The four individual defendants filed this motion on December 11, 2002. Brennan filed her opposition on December 24, 2002. The defendants replied on January 7, 2003, and the motion was considered fully submitted on January 8, 2003.

By letter dated January 22, 2003, counsel for both parties sought to have a White Plains-based magistrate appointed. Determination of that request was postponed until this opinion was determined and the parties so requested again in light of the Court's constraints in appointing a White Plains-based magistrate.*fn3


I. Standard of Review

In reviewing a motion to dismiss under Rule 12(b)(6), courts must "accept as true the factual allegations of the complaint, and draw all inferences in favor of the pleader." Mills v. Polar Molecular Corp., 12 F.3d 1170, 1174 (2d Cir. 1993) (citing IUE AFL-CIO Pension Fund v. Herrmann, 9 F.3d 1049, 1052 (2d Cir. 1993)). However, "legal conclusions, deductions, or opinions couched as factual allegations are not given a presumption of truthfulness." L'Eureopeenne de Banque v. La Republica de Venezuela, 700 F. Supp. 114, 122 (S.D.N.Y. 1988). The complaint may only be dismissed when "it appears beyond doubt that the plaintiff can prove no set of facts in support of his claim which would entitled him to relief." Conley v. Gibson, 355 U.S. 41, 45-46 (1957). See also Allen v. WestPoint-Pepperell, Inc., 945 F.2d 40, 44 (2d Cir. 1991); Berheim v.

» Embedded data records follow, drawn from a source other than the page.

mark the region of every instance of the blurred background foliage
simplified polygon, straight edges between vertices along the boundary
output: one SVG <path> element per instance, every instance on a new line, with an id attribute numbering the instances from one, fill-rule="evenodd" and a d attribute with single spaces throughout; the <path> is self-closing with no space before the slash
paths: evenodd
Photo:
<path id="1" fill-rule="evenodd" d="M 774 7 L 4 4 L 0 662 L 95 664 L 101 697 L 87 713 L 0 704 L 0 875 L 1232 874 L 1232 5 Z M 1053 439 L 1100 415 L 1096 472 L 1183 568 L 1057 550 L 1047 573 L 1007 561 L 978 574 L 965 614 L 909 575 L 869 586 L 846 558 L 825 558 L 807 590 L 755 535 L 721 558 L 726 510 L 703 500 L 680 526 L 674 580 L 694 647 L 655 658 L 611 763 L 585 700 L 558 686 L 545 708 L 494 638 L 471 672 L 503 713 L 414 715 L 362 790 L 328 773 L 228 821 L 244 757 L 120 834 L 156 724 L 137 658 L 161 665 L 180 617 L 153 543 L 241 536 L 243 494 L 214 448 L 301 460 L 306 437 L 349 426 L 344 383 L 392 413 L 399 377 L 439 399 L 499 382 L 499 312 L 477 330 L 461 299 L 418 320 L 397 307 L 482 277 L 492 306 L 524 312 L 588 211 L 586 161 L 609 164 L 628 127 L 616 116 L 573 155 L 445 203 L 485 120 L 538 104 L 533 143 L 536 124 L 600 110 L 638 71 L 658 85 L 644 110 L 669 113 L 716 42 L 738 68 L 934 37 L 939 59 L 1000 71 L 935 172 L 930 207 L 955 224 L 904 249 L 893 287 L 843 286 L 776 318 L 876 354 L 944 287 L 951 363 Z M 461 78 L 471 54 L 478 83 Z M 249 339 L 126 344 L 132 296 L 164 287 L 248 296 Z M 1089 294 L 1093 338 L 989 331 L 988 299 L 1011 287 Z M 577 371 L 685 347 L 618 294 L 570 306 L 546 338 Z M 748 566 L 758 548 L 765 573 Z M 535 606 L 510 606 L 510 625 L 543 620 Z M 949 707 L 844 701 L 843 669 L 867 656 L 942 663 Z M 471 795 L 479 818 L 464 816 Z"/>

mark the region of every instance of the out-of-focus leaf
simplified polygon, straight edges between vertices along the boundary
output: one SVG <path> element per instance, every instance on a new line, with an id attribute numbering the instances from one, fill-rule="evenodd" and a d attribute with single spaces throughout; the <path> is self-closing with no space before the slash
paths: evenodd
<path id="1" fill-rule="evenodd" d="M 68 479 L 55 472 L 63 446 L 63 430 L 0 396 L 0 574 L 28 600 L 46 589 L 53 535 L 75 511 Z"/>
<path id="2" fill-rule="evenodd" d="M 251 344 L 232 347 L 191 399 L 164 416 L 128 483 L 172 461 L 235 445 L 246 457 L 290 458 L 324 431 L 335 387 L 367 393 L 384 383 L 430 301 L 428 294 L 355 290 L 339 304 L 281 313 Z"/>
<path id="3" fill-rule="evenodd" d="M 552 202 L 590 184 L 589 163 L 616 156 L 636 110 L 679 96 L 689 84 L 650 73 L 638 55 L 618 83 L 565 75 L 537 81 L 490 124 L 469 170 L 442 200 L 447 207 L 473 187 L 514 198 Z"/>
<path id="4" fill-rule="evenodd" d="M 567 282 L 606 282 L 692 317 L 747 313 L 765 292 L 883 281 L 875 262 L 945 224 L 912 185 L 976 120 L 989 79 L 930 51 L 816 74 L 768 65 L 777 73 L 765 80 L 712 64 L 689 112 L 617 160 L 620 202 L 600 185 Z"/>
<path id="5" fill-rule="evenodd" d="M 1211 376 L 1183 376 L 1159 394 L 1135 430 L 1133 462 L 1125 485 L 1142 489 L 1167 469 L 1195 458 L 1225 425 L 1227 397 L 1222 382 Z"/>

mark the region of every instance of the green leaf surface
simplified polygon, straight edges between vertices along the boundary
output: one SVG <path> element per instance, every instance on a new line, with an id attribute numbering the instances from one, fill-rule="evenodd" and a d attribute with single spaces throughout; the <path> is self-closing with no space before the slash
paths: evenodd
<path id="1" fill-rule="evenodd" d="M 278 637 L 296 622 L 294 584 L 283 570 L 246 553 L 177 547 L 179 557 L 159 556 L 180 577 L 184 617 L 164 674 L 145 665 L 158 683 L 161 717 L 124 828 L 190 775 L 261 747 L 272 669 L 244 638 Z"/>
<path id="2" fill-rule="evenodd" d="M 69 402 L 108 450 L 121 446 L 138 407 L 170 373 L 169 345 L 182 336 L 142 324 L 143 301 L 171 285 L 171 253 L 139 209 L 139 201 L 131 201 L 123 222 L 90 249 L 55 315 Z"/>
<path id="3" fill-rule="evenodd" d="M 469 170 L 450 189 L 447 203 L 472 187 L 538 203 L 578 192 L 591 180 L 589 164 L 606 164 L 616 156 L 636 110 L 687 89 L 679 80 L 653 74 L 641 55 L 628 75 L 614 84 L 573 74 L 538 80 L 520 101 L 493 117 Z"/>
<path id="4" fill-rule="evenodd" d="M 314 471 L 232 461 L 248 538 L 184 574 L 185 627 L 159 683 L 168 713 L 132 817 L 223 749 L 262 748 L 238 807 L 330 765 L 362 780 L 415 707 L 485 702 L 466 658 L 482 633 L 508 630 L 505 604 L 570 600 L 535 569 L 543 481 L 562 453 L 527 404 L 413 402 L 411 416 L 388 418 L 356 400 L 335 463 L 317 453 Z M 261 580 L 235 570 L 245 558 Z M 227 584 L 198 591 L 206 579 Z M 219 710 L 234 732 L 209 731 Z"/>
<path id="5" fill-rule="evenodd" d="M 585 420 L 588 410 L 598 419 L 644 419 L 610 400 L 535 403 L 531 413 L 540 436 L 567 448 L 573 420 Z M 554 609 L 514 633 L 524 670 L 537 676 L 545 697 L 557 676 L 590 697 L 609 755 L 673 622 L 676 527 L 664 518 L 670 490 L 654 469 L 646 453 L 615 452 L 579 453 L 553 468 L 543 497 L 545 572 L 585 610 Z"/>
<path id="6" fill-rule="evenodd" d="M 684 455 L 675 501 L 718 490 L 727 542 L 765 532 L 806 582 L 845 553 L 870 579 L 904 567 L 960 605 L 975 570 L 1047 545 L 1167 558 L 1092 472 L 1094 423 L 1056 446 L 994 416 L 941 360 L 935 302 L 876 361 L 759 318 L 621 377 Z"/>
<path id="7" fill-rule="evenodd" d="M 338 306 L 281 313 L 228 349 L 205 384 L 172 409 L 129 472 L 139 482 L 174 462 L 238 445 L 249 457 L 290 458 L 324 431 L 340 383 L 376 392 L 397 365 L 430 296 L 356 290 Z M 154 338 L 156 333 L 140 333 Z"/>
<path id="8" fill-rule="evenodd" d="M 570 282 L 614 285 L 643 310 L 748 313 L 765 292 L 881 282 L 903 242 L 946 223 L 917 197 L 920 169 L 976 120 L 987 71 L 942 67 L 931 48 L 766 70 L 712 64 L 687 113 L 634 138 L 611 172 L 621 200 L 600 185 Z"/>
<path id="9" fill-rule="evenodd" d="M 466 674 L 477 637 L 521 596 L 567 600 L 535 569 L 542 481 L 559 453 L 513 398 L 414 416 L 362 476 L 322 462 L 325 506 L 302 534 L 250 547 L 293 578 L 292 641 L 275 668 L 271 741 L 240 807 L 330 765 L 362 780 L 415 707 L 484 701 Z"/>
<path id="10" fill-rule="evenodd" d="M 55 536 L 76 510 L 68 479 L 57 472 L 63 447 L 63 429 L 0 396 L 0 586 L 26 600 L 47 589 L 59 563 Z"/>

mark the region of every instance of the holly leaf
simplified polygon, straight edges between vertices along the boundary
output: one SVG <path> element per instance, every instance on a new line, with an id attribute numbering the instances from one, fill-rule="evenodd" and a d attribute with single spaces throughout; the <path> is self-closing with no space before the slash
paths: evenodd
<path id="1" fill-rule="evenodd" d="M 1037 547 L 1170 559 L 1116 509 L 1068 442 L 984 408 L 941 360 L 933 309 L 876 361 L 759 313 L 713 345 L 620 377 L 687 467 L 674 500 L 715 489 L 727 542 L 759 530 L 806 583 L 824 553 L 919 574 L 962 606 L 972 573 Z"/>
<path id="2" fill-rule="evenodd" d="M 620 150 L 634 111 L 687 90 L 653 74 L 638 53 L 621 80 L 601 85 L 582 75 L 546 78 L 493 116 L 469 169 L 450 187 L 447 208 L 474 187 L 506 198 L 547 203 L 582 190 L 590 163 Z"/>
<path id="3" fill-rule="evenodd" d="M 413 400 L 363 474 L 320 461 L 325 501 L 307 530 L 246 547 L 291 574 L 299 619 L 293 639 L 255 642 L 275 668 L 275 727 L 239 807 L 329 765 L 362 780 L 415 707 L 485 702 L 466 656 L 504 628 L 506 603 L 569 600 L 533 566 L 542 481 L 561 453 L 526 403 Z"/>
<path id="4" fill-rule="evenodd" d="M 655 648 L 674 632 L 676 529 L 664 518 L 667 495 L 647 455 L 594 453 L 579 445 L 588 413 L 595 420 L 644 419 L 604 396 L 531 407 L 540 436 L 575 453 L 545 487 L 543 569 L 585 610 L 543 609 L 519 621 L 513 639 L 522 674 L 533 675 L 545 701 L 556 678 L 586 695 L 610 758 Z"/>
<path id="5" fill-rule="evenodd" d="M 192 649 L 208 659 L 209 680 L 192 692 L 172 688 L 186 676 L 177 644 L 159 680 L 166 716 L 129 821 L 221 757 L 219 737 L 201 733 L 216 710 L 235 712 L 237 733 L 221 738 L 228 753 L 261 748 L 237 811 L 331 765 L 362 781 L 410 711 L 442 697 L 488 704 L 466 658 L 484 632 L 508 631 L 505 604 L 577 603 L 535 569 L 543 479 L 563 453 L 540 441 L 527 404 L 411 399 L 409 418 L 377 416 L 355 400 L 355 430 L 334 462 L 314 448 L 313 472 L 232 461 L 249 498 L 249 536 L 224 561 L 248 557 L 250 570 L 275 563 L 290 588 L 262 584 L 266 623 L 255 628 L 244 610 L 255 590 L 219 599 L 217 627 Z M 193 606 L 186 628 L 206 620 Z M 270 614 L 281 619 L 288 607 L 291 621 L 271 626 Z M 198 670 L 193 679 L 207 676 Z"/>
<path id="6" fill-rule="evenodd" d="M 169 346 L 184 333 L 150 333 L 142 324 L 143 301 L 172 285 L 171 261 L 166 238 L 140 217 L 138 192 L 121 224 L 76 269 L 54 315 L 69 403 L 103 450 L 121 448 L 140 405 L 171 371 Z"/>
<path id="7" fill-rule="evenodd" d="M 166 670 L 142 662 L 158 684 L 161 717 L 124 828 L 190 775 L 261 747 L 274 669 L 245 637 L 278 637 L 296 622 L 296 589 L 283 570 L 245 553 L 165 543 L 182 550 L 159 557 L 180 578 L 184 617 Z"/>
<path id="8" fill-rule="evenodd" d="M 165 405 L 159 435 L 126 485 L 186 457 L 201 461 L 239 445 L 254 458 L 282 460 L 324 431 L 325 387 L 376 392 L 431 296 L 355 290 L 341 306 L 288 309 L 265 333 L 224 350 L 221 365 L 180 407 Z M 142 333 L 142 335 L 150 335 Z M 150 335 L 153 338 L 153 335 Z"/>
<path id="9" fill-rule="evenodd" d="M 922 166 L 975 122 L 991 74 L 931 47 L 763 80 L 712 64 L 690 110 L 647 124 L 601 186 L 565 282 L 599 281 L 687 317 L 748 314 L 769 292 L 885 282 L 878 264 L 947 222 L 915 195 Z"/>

Litt, 79 F.3d 318, 321 (2d Cir. 1996).

Review must be limited to the complaint and documents attached or incorporated by reference thereto. Kramer v. Time Warner, Inc., 937 F.2d 767, 773 (2d Cir. 1991). In this context, the Second Circuit has held that a complaint is deemed to "include . . . documents that the plaintiffs either possessed or knew about and upon which they relied in bringing the suit." Rothman v. Gregor, 220 F.3d 81, 88 (2d Cir. 2000).

II. Counts I and III Are Dismissed as to the Individual Defendants

In light of Brennan's clarification in her opposition papers to this motion (Pl.'s Mem. at 10 n. 3), Counts I and III are dismissed as to all individual defendants. As a result, the defendants' arguments will not be addressed.*fn4

III. The § 1983 Claims

The defendants urge that the § 1983 claims be dismissed against them on the grounds of legislative immunity and on the grounds that the claims fail on the merits. While the defendants have presented arguments that might be compelling on a summary judgment motion, they cannot succeed at this time as the Court must rely on the allegations in the Complaint and draw all inferences in favor of Brennan.

A. Legislative Immunity

The individual defendants argue that they were acting in a legislative capacity in connection with their involvement in the elimination of Brennan's position and therefore that the § 1983 claims against them should be dismissed. This defense is unavailing at this time due to the strictures of Rule 12(b)(6), because the facts as alleged in the complaint do not establish that their actions were legislative, as opposed to administrative, in nature.

It is well-established that federal, state and regional legislators are entitled to absolute immunity from civil liability for their legislative actions. Bogan v. Scott-Harris, 523 U.S. 44, 46, 118 S.Ct. 966, 969, 140 L.Ed.2d 79 (1998). That protection has recently been extended to local officials acting in legislative capacities as well. Id.; see also Carlos v. Santos, 123 F.3d 61, 66 (2d Cir. 1997). In determining whether such immunity applies, courts take a "`functional approach,' looking to the function being performed rather than to the office or identity of the defendant." Hill v. City of New York, 45 F.3d 653, 660 (2d Cir. 1995).

As an initial matter, this case differs from the heartland of legislative immunity cases because the defendants are not members of a legislative body. Instead, they are in support positions to the legislative body. Because of the functional approach taken in this Circuit, however, this fact does not necessarily prohibit immunity from attaching. E.g., Rini v. Zwirn, 886 F. Supp. 270, 283-84 (E.D.N.Y. 1995) (holding that executive and town legislative aides are entitled to immunity despite lack of membership on legislative body given active participation in legislative process); Cf. Harhay v. Blanchette, 160 F. Supp.2d 306, 312 n. 4 (D.Conn. 2001) (defendant superintendent of school board "is not a member of any legislative body but strictly an administrator" and so cannot assert defense). Instead, the analysis must focus on the actions taken by the members. In doing so, the Court is mindful of the strictures of Rule 12(b)(6) and is limited to the allegations in the Complaint.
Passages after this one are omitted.